In 2010, we were stunned by Cork in the first round of the Munster Championship. All I wanted was a home tie next up. We got this when we were paired with Wexford. In our pre-match huddle, I noticed many sets of eyes scanning others, looking for a spark, unsure of what was coming next.

I felt more anxious than I had been before the previous year's All-Ireland final.

Returning to a winning dressing room after the game, I sensed confidence levels rising again. The buzz was back.

We faced Offaly in Portlaoise next, a team struggling for confidence and we dispatched them with relative ease. In our minds, we were now officially off the life support machine.

Confidence was high and while the outside narrative painted us a team that hadn't been fully tested, and with a soft centre, we knew that we were ready for whatever tests were coming our way.

What people fail to understand is that a player who is winning doesn't care about the opposition. All he cares about is that he's feeling better about himself and enjoying playing hurling again.

In our All-Ireland quarter-final against Galway, we were two points down with time fast running out. We scored the final three points of the game. Our perceived softness melted like snow off a ditch and the rest is history.
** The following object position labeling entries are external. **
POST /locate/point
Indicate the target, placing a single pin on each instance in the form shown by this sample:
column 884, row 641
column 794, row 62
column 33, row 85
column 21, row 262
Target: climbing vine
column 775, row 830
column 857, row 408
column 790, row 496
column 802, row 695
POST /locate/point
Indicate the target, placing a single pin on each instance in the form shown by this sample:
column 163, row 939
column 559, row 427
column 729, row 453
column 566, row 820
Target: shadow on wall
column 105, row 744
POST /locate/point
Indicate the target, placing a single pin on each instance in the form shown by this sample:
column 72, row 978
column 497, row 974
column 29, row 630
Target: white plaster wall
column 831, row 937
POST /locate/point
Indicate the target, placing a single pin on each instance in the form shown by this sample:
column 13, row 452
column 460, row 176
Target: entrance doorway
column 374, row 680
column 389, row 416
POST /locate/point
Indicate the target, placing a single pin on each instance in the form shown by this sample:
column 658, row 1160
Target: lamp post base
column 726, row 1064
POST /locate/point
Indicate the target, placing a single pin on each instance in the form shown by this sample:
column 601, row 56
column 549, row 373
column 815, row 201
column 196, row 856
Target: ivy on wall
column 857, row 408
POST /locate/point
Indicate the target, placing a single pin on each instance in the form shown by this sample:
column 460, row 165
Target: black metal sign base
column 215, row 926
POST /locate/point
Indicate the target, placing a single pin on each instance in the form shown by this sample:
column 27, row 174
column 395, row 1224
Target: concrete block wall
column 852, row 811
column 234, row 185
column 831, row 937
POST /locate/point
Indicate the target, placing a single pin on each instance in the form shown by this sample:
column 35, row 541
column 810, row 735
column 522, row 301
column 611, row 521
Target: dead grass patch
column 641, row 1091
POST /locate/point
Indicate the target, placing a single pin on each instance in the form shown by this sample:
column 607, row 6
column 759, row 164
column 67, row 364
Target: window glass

In 2013, it was a different story. On the morning of the first qualifier draw, we arrived in Thurles for training at 6.15am. We were full of hope, excitement and optimism, eagerly waiting for the identity of our opponents.

That weekend, Dublin had drawn with Kilkenny in the Leinster semi-final. Both of those teams would be in the hat but it didn't matter to us. We were sure, too, that Kilkenny would win the replay.

After our training session, we returned to the dressing room and tuned into the radio over my locker for the draw. Sure enough, it was Dublin or Kilkenny, away from home.

'Parnell Park will be tough,' I thought to myself. 'But we'll have enough to get over them and this will be like 2010 all over again.'

The following Saturday, we were in Salthill on a squad weekend away. We checked into Pearse Stadium to support the footballers in their qualifier against Galway but before that, we held a meeting in our team hotel.

The mood was upbeat. We were looking forward to the football and anticipating that it would be Dublin next in the hurling.

I was keeping an eye on that game via social media, and when the result came through, the PA announcer at Pearse Stadium couldn't conceal his delight. Yes folks, Dublin had beaten Kilkenny.

The announcement drew the biggest cheers of the night from Galway fans, who realised that one of their main rivals for hurling glory was facing a sharp exit.

Paul Curran was sitting beside me in the stand. We looked at each other with raised eyebrows.

We met as a group for dinner that evening and the mood had changed.

Another meeting on Sunday morning after training and guys were anxious and tense. After a quick dip in the sea, we were back on the bus and headed for home, galvanised by what lay ahead.

By 8.30pm on the following Saturday night, however, we were out of the Championship. Kilkenny beat us at Nowlan Park and our season was over in early July.

That's why I can't stress the importance of a favourable draw enough. As we headed into the lion's den, Clare had beaten Laois in Ennis.

When the All-Ireland quarter-finals were concluded, both Tipperary and Kilkenny were gone. Kilkenny won a classic against Waterford in Phase 3, before Cork sent them packing.

Clare made the most of their opportunity but would they have lifted the Liam MacCarthy Cup if circumstances had been different?

As we look ahead to this morning's draw, the hurling landscape looks like it's shifting. You only have to look at the results in Leinster and Munster to realise that.

But a kind draw for one of the wounded animals can set one of them on their way to September. The two teams who emerge from the qualifiers and into the quarter-finals will be battle-hardened and ready for the three final steps.

Come through a quarter-final, and they'll face a provincial winner who has been on ice for a number of weeks. Who'll have the advantage then, I wonder?